If you post some photo's, 
I'll do my best to tell you what I know based on what I can see.

If it's manganese ore, it will dissolve in Hydrochloric acid, producing Chlorine gas, 
and will produce Oxygen gas when placed in Hydrogen Peroxide. 

If it's the dark black oxidized version of Acanthite, a Silver Sulfide,
Dissolve a couple Oz of it in 75 ml of Nitric Acid, filter the solution, 
and add a little HCL or a saturated solution of salt water to the filtered Nitric. 

If Silver is present, you should see a white precipitate of Silver Chloride form within the solution.
(The same result as you will get by testing with Stanous Chloride.)

I forgot the exact testing details without consulting my notes, but a Sodium Sulfite solution is more sensitive for detecting Silver within Nitric Acid solutions by producing a black ring on the the surface of the solution being tested.
The thicker and darker the ring, the greater the amount Silver the Solution contains.

(I need to go "Re-Read" my notes to be sure on all that, which, I will do, and post.)

I'd like to look at some photo's of the Silvery Sulfides and the surrounding Rock-Types, as well as the Black Material.

A photo of the Black Material "In-Place" where you found it, 
so that I could see it's relation to the surrounding rock would be helpful, 
as would good, clear, close-up shots of everything photographed.

An "In Place" photo of the Silvery Sulfides would be helpful as well.


I hope the above tests help you out, 
and I look forward to checking out the photos you post of what you found.

Sincerely, Rick. "The Rock Man".


----------



## Reno Chris (May 26, 2011)

> *This would be something I might pursue only on a recreational basis.
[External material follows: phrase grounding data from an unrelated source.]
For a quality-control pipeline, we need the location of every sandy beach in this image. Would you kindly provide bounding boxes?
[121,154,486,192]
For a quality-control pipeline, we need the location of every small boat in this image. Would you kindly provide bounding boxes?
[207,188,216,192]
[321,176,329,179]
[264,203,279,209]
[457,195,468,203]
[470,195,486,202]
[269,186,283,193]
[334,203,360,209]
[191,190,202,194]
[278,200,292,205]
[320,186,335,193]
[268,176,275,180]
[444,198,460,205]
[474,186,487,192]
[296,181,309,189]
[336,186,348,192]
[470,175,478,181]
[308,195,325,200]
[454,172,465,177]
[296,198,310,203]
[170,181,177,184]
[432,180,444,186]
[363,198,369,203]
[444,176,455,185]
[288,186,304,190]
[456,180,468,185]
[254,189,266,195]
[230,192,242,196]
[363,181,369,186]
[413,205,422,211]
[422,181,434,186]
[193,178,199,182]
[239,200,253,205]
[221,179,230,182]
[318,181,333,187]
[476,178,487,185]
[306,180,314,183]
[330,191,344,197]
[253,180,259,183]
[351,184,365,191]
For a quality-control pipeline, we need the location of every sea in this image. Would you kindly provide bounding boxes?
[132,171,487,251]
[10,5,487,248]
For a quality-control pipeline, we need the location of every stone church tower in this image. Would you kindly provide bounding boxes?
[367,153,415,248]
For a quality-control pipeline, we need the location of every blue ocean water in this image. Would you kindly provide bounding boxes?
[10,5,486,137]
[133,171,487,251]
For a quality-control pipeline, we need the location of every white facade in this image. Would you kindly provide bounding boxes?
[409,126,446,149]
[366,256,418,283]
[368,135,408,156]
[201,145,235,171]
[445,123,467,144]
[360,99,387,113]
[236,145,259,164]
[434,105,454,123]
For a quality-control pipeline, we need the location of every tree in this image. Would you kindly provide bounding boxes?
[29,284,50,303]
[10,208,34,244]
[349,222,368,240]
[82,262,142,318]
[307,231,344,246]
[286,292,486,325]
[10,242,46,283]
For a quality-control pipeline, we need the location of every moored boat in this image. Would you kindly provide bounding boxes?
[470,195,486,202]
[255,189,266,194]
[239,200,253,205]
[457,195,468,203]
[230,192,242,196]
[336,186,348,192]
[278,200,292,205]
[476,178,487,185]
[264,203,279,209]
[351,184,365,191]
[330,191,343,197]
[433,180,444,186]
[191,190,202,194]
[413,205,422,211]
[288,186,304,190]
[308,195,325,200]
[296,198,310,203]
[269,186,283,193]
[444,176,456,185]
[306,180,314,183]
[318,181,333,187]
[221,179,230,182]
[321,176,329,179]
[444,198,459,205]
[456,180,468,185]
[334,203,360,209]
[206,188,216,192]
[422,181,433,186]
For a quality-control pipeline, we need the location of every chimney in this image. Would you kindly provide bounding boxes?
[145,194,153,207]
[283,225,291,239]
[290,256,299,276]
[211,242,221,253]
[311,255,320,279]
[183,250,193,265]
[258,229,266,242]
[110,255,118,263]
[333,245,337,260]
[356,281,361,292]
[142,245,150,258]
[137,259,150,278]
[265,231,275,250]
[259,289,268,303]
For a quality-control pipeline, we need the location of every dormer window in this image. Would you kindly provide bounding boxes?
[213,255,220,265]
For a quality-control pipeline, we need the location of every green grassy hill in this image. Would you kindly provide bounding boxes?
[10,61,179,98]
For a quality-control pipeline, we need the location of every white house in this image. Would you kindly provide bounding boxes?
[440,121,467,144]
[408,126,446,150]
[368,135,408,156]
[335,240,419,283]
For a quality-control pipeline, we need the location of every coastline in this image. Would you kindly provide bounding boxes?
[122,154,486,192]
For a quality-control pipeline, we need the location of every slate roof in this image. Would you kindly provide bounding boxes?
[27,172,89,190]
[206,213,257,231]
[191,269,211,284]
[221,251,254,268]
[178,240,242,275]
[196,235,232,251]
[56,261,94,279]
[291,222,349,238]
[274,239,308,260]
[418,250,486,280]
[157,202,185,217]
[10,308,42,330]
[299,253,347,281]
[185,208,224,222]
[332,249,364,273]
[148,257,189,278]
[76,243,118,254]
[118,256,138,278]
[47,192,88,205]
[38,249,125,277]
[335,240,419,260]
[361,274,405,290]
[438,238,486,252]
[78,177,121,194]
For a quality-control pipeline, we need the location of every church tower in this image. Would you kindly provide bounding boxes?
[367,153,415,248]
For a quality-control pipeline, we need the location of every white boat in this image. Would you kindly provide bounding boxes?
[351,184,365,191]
Is that something I can do myself? If so is there some reference material, or procedure I can study?*



Studying and learning about silver and silver ores is great, but seriously, there can be a lot of issues with hard rock mining. 

What is the status of the land?
Do you own it? does someone else own it? Is it federal land like a national forrest? What state is your deposit located in?

Even processing small lots in 5 gallon buckets could be very expensive. Your nitric acid waste could contain a whole lot more in the way of heavy metals than just silver. Digging it out can also be very expensive, especially if you need to blast.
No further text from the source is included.